I do have many, MANY patients that come in asking for a particular drug. I also have MANY MANY patients that come in with a checked-off list of side effects from whatever meds they're taking. "Irritability...I have that! Tiredness, I have that! Insomnia, I have that! Sleeping to much (same patient), I have that!" They even complain of side effects the cannot pronounce nor define - often the same side effects noted in the trials to be present in placebos.

But I really can't criticize the drug companies too much over this. Yes, they have to market to docs, because without them, many of us would not have the time to really find out about these new meds. And docs do not receive kickbacks or any other financial or other incentive after prescribing anything. Right now, all the drug reps can do is maybe provide textbooks or dinners at restaurants with slide-shows and discussions.
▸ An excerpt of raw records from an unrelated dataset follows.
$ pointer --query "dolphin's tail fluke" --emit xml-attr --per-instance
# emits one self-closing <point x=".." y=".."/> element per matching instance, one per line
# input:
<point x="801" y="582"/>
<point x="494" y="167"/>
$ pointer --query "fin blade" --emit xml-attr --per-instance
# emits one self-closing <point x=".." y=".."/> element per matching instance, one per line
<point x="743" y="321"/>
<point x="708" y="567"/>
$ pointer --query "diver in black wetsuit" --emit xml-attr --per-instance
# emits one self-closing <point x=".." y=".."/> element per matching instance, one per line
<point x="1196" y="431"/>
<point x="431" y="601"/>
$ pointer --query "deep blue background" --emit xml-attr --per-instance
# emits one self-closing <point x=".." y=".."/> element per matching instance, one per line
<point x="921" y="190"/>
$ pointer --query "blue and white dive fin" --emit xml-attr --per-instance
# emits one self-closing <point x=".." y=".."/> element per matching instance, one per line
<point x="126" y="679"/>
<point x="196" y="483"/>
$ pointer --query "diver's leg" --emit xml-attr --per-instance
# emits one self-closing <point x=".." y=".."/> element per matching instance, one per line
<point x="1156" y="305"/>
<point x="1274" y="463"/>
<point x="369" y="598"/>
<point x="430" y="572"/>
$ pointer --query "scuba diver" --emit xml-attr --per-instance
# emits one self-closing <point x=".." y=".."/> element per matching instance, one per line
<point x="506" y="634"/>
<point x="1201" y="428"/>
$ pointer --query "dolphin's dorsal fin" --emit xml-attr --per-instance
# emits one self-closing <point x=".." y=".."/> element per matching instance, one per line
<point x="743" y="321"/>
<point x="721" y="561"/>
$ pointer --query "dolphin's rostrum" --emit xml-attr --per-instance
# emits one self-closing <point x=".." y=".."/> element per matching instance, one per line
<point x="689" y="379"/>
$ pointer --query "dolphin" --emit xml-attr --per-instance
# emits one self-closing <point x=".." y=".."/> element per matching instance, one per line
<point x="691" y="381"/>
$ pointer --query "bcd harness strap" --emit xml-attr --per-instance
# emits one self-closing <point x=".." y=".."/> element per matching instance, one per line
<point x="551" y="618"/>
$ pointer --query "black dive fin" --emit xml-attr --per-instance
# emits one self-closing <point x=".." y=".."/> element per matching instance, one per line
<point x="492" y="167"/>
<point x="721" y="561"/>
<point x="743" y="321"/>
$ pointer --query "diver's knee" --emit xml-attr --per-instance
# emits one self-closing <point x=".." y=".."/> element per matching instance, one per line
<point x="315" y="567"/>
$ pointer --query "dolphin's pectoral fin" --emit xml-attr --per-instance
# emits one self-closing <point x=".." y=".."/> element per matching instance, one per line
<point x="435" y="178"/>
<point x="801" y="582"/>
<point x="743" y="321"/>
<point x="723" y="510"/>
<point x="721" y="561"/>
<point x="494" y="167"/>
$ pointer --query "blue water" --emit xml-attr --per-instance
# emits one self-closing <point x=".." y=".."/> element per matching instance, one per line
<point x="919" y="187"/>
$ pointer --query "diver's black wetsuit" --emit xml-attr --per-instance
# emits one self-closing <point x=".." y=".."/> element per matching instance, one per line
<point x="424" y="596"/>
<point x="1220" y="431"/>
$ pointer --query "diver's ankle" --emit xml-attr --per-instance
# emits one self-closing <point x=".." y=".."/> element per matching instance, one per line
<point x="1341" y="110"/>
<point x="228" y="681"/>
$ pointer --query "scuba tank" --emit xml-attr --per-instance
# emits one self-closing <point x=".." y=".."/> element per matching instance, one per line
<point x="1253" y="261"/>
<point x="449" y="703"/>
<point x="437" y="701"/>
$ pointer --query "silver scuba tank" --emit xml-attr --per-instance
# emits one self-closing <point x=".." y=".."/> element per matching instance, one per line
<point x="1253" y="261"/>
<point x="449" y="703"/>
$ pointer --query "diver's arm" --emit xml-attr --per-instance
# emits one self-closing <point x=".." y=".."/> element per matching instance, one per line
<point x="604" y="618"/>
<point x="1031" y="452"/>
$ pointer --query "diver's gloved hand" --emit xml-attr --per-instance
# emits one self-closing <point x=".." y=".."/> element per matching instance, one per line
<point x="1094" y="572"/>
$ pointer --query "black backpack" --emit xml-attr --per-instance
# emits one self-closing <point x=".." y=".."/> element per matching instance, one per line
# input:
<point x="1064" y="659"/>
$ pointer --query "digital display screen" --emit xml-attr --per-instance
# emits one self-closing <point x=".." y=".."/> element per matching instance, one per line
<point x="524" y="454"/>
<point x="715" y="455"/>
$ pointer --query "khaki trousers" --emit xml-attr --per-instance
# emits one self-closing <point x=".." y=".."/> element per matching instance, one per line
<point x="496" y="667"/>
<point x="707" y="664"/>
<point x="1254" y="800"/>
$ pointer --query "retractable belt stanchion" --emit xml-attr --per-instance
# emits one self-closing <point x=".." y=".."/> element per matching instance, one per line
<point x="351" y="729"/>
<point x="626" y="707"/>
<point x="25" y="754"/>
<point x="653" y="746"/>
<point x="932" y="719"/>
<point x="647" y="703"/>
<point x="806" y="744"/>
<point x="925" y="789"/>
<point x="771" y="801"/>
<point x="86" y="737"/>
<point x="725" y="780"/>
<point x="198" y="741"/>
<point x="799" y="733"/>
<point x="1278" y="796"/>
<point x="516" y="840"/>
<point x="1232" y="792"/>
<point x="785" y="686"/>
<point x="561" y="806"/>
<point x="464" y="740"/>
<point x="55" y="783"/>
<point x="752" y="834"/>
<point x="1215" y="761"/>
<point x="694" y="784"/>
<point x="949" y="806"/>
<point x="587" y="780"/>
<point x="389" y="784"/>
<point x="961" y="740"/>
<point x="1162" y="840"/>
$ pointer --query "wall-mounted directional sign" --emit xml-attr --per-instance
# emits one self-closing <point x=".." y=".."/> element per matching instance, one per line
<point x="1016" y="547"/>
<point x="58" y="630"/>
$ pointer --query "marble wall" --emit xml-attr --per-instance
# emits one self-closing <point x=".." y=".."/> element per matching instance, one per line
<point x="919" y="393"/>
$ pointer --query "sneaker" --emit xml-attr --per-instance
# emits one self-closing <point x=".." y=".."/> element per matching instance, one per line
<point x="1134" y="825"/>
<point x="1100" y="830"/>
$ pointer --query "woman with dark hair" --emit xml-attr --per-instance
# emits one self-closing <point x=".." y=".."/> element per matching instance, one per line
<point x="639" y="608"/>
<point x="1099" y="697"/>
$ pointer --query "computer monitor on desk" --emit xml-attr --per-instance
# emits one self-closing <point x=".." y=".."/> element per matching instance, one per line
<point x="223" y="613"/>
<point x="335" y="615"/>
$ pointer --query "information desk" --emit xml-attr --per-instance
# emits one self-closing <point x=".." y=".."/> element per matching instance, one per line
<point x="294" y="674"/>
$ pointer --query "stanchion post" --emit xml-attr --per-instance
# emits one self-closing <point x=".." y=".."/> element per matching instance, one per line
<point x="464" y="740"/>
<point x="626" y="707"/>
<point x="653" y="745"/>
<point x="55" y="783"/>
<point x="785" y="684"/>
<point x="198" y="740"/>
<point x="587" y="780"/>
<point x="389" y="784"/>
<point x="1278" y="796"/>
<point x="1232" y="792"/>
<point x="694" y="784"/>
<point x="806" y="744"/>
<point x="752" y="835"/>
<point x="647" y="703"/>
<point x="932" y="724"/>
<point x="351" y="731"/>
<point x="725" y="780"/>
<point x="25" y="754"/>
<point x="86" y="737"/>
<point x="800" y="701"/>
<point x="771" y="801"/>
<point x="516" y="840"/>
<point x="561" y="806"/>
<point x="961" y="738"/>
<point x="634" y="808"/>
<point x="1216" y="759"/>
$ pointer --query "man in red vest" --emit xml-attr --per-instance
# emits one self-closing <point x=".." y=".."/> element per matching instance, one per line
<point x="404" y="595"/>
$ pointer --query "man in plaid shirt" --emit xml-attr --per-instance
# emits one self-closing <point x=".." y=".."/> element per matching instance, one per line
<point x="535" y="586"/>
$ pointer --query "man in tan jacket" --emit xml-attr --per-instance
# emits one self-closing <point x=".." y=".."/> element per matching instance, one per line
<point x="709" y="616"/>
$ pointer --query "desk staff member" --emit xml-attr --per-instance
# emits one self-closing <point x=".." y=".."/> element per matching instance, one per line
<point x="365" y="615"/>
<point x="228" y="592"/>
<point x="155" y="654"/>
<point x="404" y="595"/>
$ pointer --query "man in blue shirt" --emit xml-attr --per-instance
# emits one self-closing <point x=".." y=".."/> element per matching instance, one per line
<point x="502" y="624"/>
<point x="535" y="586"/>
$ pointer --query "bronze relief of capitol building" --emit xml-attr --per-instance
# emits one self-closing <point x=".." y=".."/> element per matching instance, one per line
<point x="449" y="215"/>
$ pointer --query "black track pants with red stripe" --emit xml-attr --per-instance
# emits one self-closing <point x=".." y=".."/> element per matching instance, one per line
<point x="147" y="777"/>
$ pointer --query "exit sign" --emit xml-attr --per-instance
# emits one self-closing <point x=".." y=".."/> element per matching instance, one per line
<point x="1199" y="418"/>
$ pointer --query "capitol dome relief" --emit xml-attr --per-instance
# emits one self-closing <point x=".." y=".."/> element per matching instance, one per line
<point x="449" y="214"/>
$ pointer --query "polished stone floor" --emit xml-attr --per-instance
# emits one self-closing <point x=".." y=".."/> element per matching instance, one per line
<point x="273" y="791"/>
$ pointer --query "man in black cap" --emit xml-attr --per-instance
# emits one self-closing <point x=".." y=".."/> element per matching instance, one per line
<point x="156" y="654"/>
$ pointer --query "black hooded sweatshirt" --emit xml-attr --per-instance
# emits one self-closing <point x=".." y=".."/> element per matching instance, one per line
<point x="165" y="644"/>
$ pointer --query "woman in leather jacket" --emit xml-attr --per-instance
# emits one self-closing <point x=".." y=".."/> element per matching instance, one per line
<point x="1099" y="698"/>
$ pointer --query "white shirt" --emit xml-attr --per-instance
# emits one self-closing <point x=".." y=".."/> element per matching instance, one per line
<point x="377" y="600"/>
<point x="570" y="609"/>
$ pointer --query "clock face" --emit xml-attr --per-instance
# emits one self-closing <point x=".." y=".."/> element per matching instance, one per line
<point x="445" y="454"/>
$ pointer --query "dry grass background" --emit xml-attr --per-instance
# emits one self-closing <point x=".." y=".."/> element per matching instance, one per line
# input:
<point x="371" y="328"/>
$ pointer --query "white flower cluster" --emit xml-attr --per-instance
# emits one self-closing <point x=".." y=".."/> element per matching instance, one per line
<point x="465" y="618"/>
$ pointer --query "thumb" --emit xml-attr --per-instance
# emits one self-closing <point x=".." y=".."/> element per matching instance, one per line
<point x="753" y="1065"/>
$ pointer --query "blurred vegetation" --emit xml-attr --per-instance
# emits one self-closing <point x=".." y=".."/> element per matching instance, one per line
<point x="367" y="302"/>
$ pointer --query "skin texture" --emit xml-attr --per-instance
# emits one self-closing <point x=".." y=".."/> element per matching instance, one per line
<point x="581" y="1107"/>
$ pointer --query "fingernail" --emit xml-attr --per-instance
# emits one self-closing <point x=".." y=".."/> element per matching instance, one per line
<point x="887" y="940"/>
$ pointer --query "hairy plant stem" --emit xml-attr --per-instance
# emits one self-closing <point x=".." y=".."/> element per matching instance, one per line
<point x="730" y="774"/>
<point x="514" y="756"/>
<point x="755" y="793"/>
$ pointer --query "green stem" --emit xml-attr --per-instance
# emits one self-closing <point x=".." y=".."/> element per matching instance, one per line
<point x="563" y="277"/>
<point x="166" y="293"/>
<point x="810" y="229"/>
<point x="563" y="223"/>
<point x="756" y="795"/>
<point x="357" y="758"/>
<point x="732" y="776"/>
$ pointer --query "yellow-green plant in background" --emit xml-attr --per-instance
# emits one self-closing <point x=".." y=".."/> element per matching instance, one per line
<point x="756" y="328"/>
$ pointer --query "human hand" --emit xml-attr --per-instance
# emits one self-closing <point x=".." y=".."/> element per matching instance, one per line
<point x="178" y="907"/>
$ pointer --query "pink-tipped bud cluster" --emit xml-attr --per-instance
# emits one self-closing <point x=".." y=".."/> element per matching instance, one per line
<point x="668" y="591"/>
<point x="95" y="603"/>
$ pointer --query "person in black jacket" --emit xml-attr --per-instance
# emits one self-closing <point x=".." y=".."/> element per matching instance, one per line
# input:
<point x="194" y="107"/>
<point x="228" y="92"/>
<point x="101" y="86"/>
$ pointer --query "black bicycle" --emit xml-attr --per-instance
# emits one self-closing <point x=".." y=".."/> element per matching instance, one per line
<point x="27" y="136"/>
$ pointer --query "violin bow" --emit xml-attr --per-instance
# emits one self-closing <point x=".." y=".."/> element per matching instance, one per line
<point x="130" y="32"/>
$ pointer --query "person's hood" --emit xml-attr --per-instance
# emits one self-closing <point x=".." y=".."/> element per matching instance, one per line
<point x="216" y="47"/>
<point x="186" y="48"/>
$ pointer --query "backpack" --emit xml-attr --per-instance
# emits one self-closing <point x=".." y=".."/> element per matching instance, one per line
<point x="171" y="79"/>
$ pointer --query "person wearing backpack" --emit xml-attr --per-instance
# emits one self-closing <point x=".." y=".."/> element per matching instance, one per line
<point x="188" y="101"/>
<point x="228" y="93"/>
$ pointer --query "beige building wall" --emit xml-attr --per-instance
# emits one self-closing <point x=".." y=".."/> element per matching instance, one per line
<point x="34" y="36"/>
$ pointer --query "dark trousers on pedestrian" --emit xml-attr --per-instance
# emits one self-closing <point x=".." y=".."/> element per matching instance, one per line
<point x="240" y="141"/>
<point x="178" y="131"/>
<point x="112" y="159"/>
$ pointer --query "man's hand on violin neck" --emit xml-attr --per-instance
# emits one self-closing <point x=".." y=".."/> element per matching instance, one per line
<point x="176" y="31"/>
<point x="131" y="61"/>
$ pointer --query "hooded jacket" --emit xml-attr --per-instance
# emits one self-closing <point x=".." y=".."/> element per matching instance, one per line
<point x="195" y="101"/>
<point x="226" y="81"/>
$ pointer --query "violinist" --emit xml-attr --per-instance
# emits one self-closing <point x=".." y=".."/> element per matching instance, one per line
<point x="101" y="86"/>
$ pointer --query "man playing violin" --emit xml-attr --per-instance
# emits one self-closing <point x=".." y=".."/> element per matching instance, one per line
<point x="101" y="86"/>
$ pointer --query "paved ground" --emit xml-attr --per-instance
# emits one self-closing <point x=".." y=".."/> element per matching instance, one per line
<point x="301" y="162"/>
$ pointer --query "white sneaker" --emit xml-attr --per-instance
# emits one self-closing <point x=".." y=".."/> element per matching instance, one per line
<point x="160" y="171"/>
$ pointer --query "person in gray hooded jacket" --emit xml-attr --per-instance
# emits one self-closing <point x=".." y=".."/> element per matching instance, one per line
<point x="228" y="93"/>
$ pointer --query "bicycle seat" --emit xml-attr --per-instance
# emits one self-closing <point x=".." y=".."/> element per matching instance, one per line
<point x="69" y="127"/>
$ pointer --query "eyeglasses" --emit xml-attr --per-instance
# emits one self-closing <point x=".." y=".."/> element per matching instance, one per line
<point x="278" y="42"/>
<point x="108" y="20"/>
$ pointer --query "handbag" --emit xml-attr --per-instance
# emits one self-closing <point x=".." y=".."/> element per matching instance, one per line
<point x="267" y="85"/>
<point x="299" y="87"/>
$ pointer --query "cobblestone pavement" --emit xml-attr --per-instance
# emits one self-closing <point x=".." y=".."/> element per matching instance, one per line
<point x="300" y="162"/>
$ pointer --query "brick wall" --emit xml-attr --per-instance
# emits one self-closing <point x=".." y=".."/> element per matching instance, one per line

Non-docs self-diagnose, most of the time poorly, from information received via internet. They often present with pages of "studies" printed out by some fringe internet group and demand treatments that have not really been studied and make no pharmacological sense.

I'm tired of hearing people complain about fibromyalgia, for example, then complain about side effects of meds they demanded from their primary care docs, who finally refer them to me. Whiny patients who have nothing better to do than obsess over their meds and complain of every potential side effect (curiously, they rarely complain of the side effects of controlled substances) just because some internet site or TV commercial by a drug company or a lawyer says they're supposed to have them.

H

Jeffbx
08-04-2009, 04:40 AM
So, you want them to continue marketing the drugs, but no mention of the side effects?